Which AI Writes Better Code – A Simple Example

Using AI to Create a Simple Program: A Calculator Example

Preamble

We wanted to test how AI actually works, whether it helps beginners, and if the applications it writes make sense. Our test is simple and relies on free AI models; this article won’t prove if AI is for you, but only what is possible to achieve with it, without any subscriptions or packages, when we give it the simplest possible project, the kind many people likely do in college as their first standalone application!

We gave each of the AI agents the following prompt: “Create a calculator with all algebraic symbols using the C language. Let it be large, visible, and clear. Let the buttons be yellow, the numbers and symbols black, and the display green.”

Gemini AI

Google Gemini hallucinated different languages into the program itself. Besides C, the file contained CSS and JavaScript, even though the prompt insisted on C as the language. The instructions for running and compiling the program were incorrect, and it was impossible to follow its directions to create a makefile.

Additionally, after the first prompt, Gemini required us to create a Google account for further instructions. This is much more restrictive than other models that allow several prompts without logging in!

Unfortunately, since the code Gemini created cannot be compiled, we don’t have a screenshot of the program to share.

ChatGPT

ChatGPT managed to write code that creates and runs the calculator itself. Its application possesses the basic options we expect from a calculator. The code was not hallucinated and did not contain any comments.

The problem with ChatGPT was that it was necessary to ask two additional questions to get instructions on how to run the program. Furthermore, the program does not scale properly when the window is enlarged; instead, the buttons have a fixed size while the program container stretches across the entire screen.

 

 

Claude AI

Claude managed to write the calculator code and include more operations and features than its competitors. Unlike the code generated by ChatGPT, the code is much simpler and explained in detail, which is a criticism for such a small program. The variables themselves were not named in a way that would allow a programmer to understand what is happening; instead, Claude relies on comments above every function it wrote.

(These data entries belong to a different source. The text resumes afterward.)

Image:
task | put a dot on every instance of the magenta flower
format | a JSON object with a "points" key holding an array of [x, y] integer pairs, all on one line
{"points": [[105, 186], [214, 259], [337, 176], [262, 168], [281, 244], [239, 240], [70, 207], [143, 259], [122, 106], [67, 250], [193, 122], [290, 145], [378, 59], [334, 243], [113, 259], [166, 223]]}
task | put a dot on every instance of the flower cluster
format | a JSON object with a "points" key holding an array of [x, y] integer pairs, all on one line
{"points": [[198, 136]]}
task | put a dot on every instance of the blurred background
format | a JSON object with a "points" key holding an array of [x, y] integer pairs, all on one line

Besides that, Claude created both a README.md and an EXPLANATION.md to document the application. The EXPLANATION.md explains the code that was written and what each part should do, which, while educational for someone very new, has no real application in business software.

The README.md contains almost BDD-style explanations about the calculator, treating the prompt as a small project. Additionally, useful instructions for running the program can be found inside. These same instructions were also present in the chat we had with Claude.

Regarding the application, it is slightly more complicated than the ChatGPT application and contains all the buttons one would expect on a calculator app. However, unlike the ChatGPT model, we are unable to see the entire formula being typed, only the last numbers entered. Naturally, such a UI is confusing and unintuitive for users, who would surely feel confused trying to use the application.

 

 

Conclusion

For our task, ChatGPT is by far the best from the perspective of a calculator user, while Claude is by far easier for a beginner developer to tinker with and improve.

LLMs generally store prompt results to respond faster. Therefore, there is a high probability that this experiment could be repeated with completely identical results.

Google Gemini could likely have created functional code, but since the purpose of the experiment was to get working code from two sentences without additional instructions, it simply failed to deliver what was requested.